Реализация классификатора

In [4]:
import torch
import torch.nn as nn
import torch.nn.functional as F
from torchmetrics import Accuracy, F1Score, ROC, AUROC
from torch.optim import AdamW
from torch.optim.lr_scheduler import CosineAnnealingLR, ReduceLROnPlateau
from lightning.pytorch.callbacks import EarlyStopping, ModelCheckpoint
from lightning.pytorch.loggers import TensorBoardLogger
import os
from datetime import datetime

In [5]:
class FashionMNISTClassifier(L.LightningModule):
    def __init__(self, learning_rate: float = 1e-3, weight_decay: float = 1e-4):
        super().__init__()
        self.save_hyperparameters()

        self.learning_rate = learning_rate
        self.weight_decay = weight_decay

        self.conv_layers = nn.Sequential(
            nn.Conv2d(1, 32, kernel_size=3, padding=1),
            nn.BatchNorm2d(32),
            nn.ReLU(),
            nn.MaxPool2d(2),
            nn.Dropout2d(0.1),
            nn.Conv2d(32, 64, kernel_size=3, padding=1),
            nn.BatchNorm2d(64),
            nn.ReLU(),
            nn.MaxPool2d(2),
            nn.Dropout2d(0.2),
            nn.Conv2d(64, 128, kernel_size=3, padding=1),
            nn.BatchNorm2d(128),
            nn.ReLU(),
            nn.MaxPool2d(2, padding=1),
            nn.Dropout2d(0.3),
        )
        self.classifier = nn.Sequential(
            nn.Flatten(),
            nn.Linear(128 * 4 * 4, 512),
            nn.ReLU(),
            nn.Dropout(0.5),
            nn.Linear(512, 10)
        )

        self.train_acc = Accuracy(task="multiclass", num_classes=10)
        self.val_acc = Accuracy(task="multiclass", num_classes=10)
        self.test_acc = Accuracy(task="multiclass", num_classes=10)
        self.criterion = nn.CrossEntropyLoss()

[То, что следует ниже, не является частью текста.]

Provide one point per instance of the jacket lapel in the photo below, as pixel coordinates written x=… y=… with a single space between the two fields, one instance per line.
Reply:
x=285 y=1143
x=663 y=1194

        self.training_step_outputs = []
        self.validation_step_outputs = []
        self.test_step_outputs = []

    def forward(self, x):
        features = self.conv_layers(x)
        return self.classifier(features)

    def training_step(self, batch, batch_idx):
        x, y = batch
        logits = self(x)
        loss = self.criterion(logits, y)
        preds = torch.argmax(logits, dim=1)

        self.log('train_loss', loss, prog_bar=True)
        self.train_acc.update(preds, y)

        self.training_step_outputs.append({'loss': loss, 'preds': preds, 'targets': y})
        return loss

    def on_train_epoch_end(self):
        epoch_acc = self.train_acc.compute()
        self.log('train_acc_epoch', epoch_acc, prog_bar=True)
        print(f"[Epoch {self.current_epoch}] Train Accuracy: {epoch_acc:.4f}")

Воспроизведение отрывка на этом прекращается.